In line with the MCCG 2012 and the Listing Requirements of Bursa, the Board has established an independent internal audit function that reports directly to the Audit Committee. Details of the work conducted by the internal audit function are disclosed in the Audit Committee Report and Risk Management and Internal Control respectively in this Annual Report.

PRINCIPLE 7 ENSURE TIMELY AND HIGH QUALITY DISCLOSURE

Corporate Disclosure

The Board is aware of the need to establish corporate disclosure policies and procedures to enable comprehensive, accurate and timely disclosures relating to the Company and its subsidiaries to the regulators, stockholders and stakeholders. In early 2013, the Board has formalised pertinent corporate disclosure policies not only to comply with the disclosure requirements as stipulated in the Listing Requirements of Bursa Securities, but also setting out the persons authorised and responsible to approve and disclose material information to stockholders and stakeholders.

To augment the process of disclosure, the Board has established a dedicated section for corporate governance under the Investor Relations heading on the Company’s website.

PRINCIPLE 8 STRENGTHEN RELATIONSHIP BETWEEN COMPANY AND SHAREHOLDERS

Shareholder participation at general meeting

The Annual General Meeting (“AGM”), which is the principal forum for shareholder dialogue, allows stockholders to review the Group’s performance via the Company’s Annual Report and pose questions to the Board for clarification. At the AGM, stockholders participate in deliberating on resolutions being proposed or on the Group’s operations in general. During the last AGM, a question & answer session was held where the Chairman invited stockholders to raise questions with responses from the Board.

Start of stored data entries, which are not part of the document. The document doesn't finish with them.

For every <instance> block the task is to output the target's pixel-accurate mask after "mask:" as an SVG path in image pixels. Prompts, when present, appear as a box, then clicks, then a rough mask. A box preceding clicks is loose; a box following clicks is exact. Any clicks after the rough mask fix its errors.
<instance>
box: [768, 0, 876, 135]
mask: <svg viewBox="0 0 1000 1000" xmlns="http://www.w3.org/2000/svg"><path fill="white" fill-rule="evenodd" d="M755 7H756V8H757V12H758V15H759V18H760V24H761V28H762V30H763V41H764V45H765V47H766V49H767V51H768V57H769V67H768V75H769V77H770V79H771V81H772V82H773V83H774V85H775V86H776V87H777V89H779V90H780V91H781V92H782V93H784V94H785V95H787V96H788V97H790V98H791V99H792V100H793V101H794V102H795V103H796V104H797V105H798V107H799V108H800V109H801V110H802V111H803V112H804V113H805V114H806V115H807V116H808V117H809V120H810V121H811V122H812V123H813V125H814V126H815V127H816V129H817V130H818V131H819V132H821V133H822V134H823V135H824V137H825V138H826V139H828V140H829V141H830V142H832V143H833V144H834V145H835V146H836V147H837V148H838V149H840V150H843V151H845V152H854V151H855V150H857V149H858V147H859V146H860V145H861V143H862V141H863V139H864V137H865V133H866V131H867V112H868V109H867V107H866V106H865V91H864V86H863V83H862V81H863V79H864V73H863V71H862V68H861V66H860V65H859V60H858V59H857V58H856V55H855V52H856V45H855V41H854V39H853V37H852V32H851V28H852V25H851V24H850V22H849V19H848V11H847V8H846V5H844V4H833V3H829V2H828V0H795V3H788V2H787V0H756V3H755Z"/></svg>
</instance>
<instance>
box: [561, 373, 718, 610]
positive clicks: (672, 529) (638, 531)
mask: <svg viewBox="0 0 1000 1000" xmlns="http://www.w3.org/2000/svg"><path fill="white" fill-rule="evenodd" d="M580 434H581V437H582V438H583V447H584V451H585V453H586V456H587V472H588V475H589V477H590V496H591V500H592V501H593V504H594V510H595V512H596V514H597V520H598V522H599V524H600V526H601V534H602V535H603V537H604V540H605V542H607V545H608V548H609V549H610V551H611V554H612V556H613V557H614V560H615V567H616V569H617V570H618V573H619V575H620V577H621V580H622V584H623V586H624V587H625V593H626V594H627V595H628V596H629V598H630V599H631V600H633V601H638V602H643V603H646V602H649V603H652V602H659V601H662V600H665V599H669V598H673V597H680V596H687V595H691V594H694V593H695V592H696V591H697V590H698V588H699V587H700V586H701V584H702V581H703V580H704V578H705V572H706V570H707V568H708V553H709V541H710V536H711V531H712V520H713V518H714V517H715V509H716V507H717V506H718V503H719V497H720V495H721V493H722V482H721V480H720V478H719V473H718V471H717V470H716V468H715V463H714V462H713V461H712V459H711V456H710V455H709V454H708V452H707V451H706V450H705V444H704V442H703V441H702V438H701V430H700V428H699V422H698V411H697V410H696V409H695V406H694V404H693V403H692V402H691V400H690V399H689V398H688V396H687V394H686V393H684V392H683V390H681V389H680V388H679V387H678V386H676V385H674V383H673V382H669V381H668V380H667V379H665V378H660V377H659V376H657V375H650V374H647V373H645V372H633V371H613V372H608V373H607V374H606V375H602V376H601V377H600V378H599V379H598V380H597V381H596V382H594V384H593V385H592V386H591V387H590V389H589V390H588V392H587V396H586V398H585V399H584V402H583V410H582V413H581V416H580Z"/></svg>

The Notice of AGM is circulated at least twenty one (21) days prior to the date of the meeting to enable stockholders to go through the Annual Report and papers supporting the resolutions proposed. Stockholders are invited to ask questions both about the resolutions being proposed before putting a resolution to vote as well as matters relating to the Group’s operations in general. All the resolutions set out in the Notice of the 54th AGM were put to vote by show of hands and duly passed. The outcome of the AGM was announced to Bursa Securities on the same meeting day. In line with the recent amendments to the Main Market Listing Requirements of Bursa Securities, the Company will implement poll voting for all the resolutions set out in the Notice of AGM. In addition, the Company will appoint one (1) scrutineer to validate the votes cast at the AGM.

During the last AGM, the Executive Chairman provided stockholders with a brief review of the Group’s operations for the financial year while the Group Chief Financial Officer also shared with stockholders at the meeting responses to questions submitted in advance by the Minority Shareholder Watchdog Group.

Effective communication with shareholders

The Company recognises the importance of being transparent and accountable to its investors and, as such, has maintained an active and constructive communication policy that enables the Board and Management to communicate effectively with investors, financial community and the public generally. The various channels of communications are through the quarterly announcements on financial results to Bursa, relevant announcements and circulars, AGM and through the Group’s website at www.ohb.com.my where stockholders can access corporate information, Annual Reports and company announcements.

However, any information that may be regarded as undisclosed material information about the Group will not be given to any single stockholder or stockholder's group.

Investor relations

The Board has formalised its policy on communication with stockholders in early 2013 to enable the Company to communicate effectively with its stockholders, prospective investors, stakeholders and public generally with the intention of giving them a clear picture of the Group’s performance and operations. To maintain transparency and to effectively address any issues and concerns, the Company has dedicated an electronic mail, i.e. ir@ohb.com.my to which stakeholders can direct their queries.

This Statement is issued in accordance with a resolution of the Board dated 10 April 2017.